Figure 6: Capsaicin enhanced PPARα expression in the adipose tissue. C57BL/6 male mice were divided by 5 groups: NC (n = 6); HFD (n = 10); HFD + ABX (n = 10); HFD + Cap (n = 6); HFD + ABX + Cap (n = 6). A. Pparg, Pparα, Ppargc1a and Ppard mRNA level in the white adipose tissue; B. PPARα immunohistochemistry staining; C. Cpt2 and Acadl mRNA level. Scale bar, 50 μm. Results are expressed as mean ± SEM. *p < 0.05.
Capsaicin and antibiotics synergistically reduced HFD induced obesity
After 17 weeks, HFD fed mice exhibited a significantly higher body weight compared with all other groups. More importantly, the body weight gain in HFD + ABX mice was similar to NC mice while that in HFD + Cap and HFD + Cap + ABX animals was even less than in NC mice (Figure 7A). It was noted that before antibiotics treatment, there was no difference in body weight gain between HFD and HFD + ABX mice. The difference appeared in response to antibiotics administration. Additionally, HFD + Cap + ABX mice showed the lowest body weight gain among all groups. The index of epididymal, subcutaneous, mesenteric, and brown adipose tissue was markedly reduced in HFD + ABX, HFD + Cap, and HFD + Cap + ABX compared with untreated HFD mice (Figure 7B). Notably, HFD + Cap + ABX showed the lowest index of epididymal and subcutaneous fat; the epididymal fat index was significantly lower in HFD + Cap + ABX than HFD + ABX mice. Hematoxylin and eosin (HE) staining for epididymal adipose tissue confirmed the above findings (Figure 7C). Our data clearly demonstrate capsaicin and antibiotics synergistically reduced HFD induced obesity.

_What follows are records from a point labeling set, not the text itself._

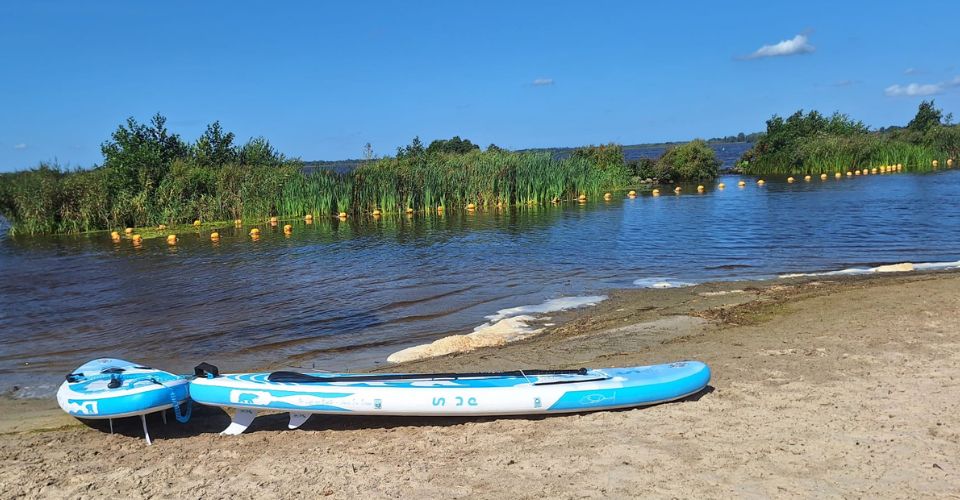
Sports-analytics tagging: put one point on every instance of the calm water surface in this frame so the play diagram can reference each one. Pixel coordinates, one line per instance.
(343, 295)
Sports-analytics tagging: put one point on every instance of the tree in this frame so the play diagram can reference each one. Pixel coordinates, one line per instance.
(412, 150)
(603, 156)
(259, 152)
(927, 118)
(138, 156)
(454, 145)
(693, 160)
(215, 148)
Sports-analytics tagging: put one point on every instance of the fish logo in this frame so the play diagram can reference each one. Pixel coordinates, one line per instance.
(81, 407)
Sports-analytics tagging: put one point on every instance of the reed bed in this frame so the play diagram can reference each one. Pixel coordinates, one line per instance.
(50, 200)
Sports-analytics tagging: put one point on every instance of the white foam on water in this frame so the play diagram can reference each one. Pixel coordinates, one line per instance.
(889, 268)
(552, 305)
(662, 283)
(507, 325)
(936, 266)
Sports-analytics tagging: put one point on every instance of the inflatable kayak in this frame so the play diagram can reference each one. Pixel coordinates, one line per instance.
(531, 392)
(113, 388)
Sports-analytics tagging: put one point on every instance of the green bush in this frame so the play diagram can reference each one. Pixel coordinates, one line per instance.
(811, 143)
(694, 160)
(150, 177)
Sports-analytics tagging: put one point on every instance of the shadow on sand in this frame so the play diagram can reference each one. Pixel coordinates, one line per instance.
(212, 420)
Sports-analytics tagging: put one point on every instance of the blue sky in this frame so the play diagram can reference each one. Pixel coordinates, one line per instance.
(322, 79)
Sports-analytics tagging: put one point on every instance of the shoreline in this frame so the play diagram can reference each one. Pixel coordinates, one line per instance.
(837, 386)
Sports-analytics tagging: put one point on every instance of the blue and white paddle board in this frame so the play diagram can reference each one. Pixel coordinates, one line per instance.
(534, 392)
(114, 388)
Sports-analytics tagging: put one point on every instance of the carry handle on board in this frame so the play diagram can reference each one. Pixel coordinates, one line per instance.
(303, 378)
(206, 370)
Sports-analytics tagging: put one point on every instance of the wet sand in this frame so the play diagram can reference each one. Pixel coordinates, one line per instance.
(842, 387)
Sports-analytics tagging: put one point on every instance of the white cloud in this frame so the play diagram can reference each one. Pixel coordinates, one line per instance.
(914, 89)
(797, 45)
(845, 83)
(921, 89)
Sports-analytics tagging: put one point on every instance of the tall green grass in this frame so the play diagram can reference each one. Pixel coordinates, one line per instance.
(48, 200)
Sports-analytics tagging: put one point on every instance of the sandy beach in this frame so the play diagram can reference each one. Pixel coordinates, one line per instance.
(839, 387)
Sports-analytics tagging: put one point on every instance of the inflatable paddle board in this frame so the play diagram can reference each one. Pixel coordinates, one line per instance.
(521, 392)
(113, 388)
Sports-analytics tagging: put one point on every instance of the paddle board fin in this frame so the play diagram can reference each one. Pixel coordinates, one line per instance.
(241, 420)
(297, 419)
(146, 433)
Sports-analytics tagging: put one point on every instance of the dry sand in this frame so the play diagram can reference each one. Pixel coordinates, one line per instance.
(846, 388)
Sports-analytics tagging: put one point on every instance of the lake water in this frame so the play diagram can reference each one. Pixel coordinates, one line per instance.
(344, 295)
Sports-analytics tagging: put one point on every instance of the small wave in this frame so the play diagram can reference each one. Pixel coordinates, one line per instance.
(662, 283)
(888, 268)
(507, 325)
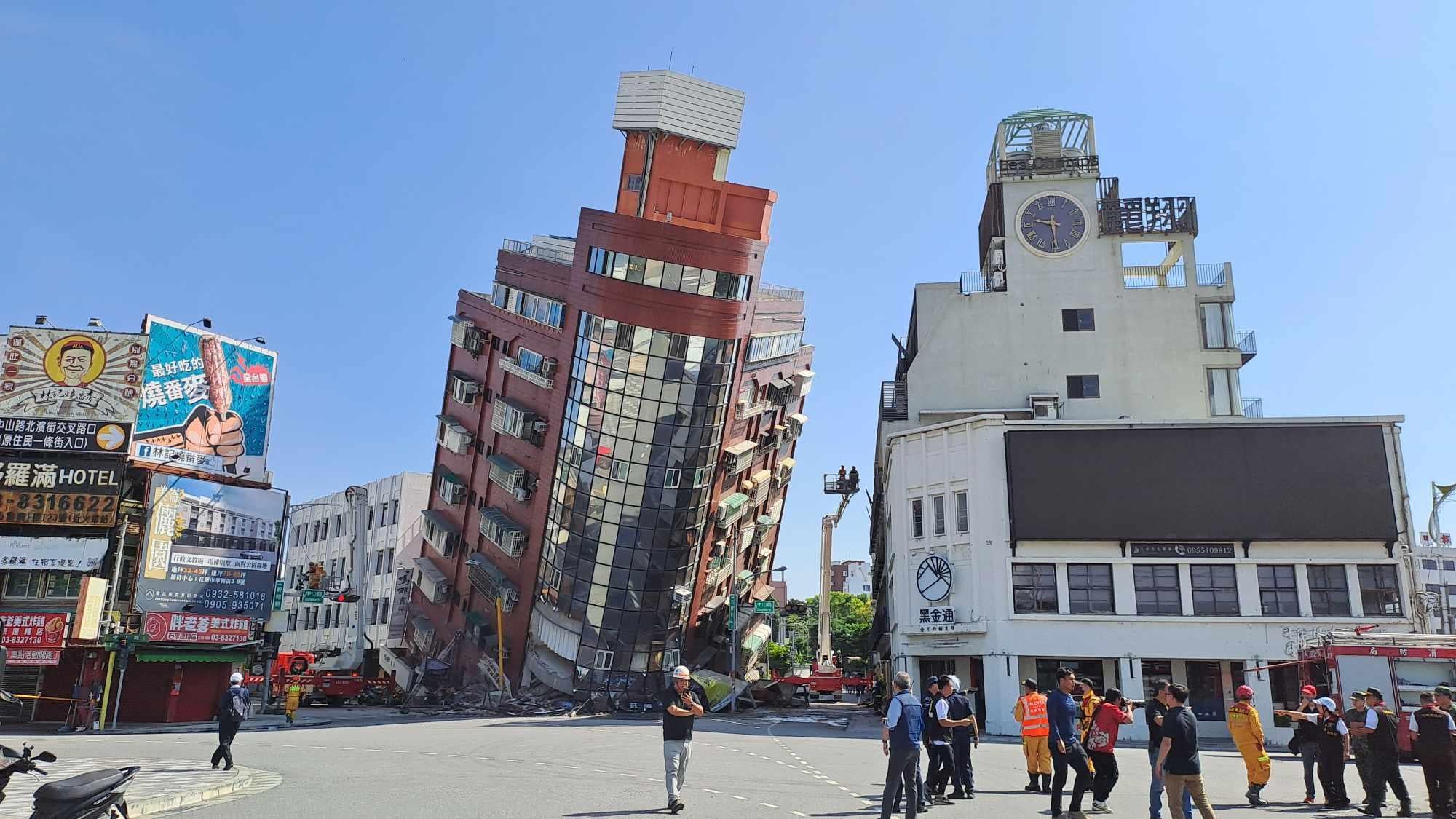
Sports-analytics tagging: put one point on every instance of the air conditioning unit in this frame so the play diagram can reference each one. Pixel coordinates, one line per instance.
(1043, 407)
(465, 391)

Figure 7: Capsaicin and antibiotics synergistically reduced HFD induced obesity. C57BL/6 male mice were divided by 5 groups: NC (n = 6); HFD (n = 10); HFD + ABX (n = 10); HFD + Cap (n = 6); HFD + ABX + Cap (n = 6). A. Body weight gain; B. The index of epididymal (Epi), subcutaneous (Sub), mesenteric (Mes) white adipose and brown adipose tissue (BAT); C. HE staining of epididymal white adipose tissue. Scale bar, 100 μm. Results are expressed as mean ± SEM. *p < 0.05 HFD vs NC; #p < 0.05 HFD vs HFD + ABX; $p < 0.05 HFD vs HFD + Cap; &p < 0.05 HFD + ABX + Cap vs HFD + ABX in panel A; *p < 0.05 in panel B.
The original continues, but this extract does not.